Outros se deslumbram na evocação dos lugares míticos da infância, considerados no seu papel de único paraíso acessível e desde sempre perdido. Pela minha parte, sentindo a infância como um apelo do futuro, apetece-me recolher fragmentos de uma memória dispersa, quase anónimos na sua pureza desgarrada.
Lembro-me de ter chorado com a morte de Sandokan (livros de Emilio Salgari na Romano Torres) - numa manhã de domingo, os meus pais ainda dormiam, as persianas corridas, junto à janela da casa da Rua da Fábrica das Sedas (hoje o nome é outro).Lembro-me de ter brincado, durante longas tardes, aos soldadinhos e às guerras, com soldados que vinham com embalagens de chocolate, e um forte de madeira que tinha sido uma prenda de Natal - era em casa da minha avó paterna, e depois havia leite-creme queimado com ferros em brasa.
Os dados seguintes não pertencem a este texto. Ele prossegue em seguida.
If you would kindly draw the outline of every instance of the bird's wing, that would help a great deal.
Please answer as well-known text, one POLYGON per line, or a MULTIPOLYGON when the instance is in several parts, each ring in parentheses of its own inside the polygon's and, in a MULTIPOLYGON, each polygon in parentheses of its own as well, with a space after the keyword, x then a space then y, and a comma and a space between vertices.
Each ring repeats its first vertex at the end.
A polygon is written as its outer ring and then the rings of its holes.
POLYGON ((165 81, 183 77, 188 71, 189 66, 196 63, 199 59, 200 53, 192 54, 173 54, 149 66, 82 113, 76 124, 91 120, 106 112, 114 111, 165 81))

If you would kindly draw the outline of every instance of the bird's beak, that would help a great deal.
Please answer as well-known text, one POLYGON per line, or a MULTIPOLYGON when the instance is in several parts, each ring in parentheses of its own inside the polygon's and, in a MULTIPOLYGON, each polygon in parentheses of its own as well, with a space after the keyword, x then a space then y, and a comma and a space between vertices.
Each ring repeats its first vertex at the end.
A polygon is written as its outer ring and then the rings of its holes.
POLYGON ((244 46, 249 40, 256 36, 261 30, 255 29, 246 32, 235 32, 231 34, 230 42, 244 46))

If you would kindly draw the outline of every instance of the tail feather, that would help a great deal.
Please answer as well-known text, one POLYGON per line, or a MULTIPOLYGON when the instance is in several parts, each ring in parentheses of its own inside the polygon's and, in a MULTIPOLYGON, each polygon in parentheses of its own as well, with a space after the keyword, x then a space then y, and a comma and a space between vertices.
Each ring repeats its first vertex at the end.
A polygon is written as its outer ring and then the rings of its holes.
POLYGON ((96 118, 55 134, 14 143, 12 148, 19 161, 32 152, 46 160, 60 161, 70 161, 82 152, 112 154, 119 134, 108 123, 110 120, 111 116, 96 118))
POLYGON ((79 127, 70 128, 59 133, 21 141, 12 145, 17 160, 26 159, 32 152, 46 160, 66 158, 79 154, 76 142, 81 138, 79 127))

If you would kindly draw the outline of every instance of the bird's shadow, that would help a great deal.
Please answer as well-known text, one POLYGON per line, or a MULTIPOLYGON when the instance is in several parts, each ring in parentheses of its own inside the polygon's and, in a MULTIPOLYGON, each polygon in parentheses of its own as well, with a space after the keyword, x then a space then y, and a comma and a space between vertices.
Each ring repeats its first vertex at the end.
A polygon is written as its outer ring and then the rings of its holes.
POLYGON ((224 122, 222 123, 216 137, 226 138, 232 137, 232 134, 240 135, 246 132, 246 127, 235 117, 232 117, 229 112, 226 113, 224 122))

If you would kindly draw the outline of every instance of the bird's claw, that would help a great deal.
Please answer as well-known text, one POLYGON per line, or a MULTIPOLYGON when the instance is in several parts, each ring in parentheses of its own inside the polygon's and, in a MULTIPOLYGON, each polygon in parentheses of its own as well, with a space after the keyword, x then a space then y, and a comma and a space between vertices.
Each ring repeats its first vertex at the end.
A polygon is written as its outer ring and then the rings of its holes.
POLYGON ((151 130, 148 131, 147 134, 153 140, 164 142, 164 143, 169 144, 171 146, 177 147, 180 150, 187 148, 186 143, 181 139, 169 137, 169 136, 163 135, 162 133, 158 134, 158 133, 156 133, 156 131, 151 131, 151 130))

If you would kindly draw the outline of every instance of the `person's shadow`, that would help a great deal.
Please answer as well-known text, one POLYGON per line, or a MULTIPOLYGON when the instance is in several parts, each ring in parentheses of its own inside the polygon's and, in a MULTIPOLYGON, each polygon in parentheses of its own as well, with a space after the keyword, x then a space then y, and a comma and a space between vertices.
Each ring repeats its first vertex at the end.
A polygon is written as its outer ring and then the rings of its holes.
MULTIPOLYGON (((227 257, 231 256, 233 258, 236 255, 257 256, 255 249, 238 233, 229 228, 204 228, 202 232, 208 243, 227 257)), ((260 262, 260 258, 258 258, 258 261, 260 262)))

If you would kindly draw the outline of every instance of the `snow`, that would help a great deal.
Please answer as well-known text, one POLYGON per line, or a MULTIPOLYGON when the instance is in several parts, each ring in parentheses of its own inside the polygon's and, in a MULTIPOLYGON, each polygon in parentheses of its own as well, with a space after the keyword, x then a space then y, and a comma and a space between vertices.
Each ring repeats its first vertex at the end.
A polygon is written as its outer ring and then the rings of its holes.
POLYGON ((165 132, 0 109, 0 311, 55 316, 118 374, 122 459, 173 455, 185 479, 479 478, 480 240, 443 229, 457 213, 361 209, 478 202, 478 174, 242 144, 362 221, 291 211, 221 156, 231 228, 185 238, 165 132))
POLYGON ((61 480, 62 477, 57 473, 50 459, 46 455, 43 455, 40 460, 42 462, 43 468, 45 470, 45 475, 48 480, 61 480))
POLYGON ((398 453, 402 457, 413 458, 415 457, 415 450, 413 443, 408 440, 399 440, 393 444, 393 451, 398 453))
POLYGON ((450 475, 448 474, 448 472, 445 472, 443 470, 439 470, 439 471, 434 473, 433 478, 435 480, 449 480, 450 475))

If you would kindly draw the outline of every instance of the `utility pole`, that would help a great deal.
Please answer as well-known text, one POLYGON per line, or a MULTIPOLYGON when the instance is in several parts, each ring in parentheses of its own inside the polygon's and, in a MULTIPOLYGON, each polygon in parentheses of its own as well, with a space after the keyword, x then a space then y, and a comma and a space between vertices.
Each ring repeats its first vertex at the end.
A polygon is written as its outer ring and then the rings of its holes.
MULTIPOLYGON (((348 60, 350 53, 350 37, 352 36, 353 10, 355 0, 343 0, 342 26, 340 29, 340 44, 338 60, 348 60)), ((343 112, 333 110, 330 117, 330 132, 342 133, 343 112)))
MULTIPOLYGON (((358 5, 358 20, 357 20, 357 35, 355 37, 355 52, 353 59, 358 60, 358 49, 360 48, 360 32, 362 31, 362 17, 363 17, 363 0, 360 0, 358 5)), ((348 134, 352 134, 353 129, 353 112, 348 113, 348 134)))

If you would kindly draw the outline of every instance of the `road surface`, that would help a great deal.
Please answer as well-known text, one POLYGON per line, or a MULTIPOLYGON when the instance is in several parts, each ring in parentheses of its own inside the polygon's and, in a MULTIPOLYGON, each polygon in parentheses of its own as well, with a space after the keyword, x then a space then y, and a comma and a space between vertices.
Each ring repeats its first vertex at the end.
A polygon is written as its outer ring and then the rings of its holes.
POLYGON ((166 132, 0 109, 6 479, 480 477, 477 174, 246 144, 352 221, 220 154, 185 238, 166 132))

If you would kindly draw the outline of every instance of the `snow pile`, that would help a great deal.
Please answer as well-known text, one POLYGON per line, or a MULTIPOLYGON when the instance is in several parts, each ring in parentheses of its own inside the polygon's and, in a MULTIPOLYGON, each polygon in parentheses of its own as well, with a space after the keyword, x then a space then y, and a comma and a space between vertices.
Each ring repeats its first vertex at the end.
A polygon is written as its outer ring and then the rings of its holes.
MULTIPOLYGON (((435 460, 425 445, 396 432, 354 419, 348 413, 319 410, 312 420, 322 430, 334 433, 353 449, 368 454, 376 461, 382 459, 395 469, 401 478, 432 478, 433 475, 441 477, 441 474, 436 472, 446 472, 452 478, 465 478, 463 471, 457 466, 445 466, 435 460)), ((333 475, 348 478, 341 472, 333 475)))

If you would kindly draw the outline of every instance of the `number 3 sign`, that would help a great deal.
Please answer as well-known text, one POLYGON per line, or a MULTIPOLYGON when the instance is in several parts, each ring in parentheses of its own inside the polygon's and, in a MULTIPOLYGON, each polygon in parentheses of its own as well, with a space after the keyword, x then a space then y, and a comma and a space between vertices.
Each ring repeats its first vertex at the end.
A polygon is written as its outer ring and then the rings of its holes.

Lembro-me dos olhos que choravam de Miguel Strogoff e que por isso não chegaram a cegar.
Lembro-me de ter ido com o meu pai ao futebol e, no domingo seguinte, o meu avô dizia, na altura do relato radiofónico: "ele já viu e já sabe como é" (a única frase que recordo dele).
"Tudo o Que Não Escrevi", Eduardo Prado Coelho
(Eduardo Prado Coelho nasceu no dia 29 de Março de 1944. Morreu em 2007.)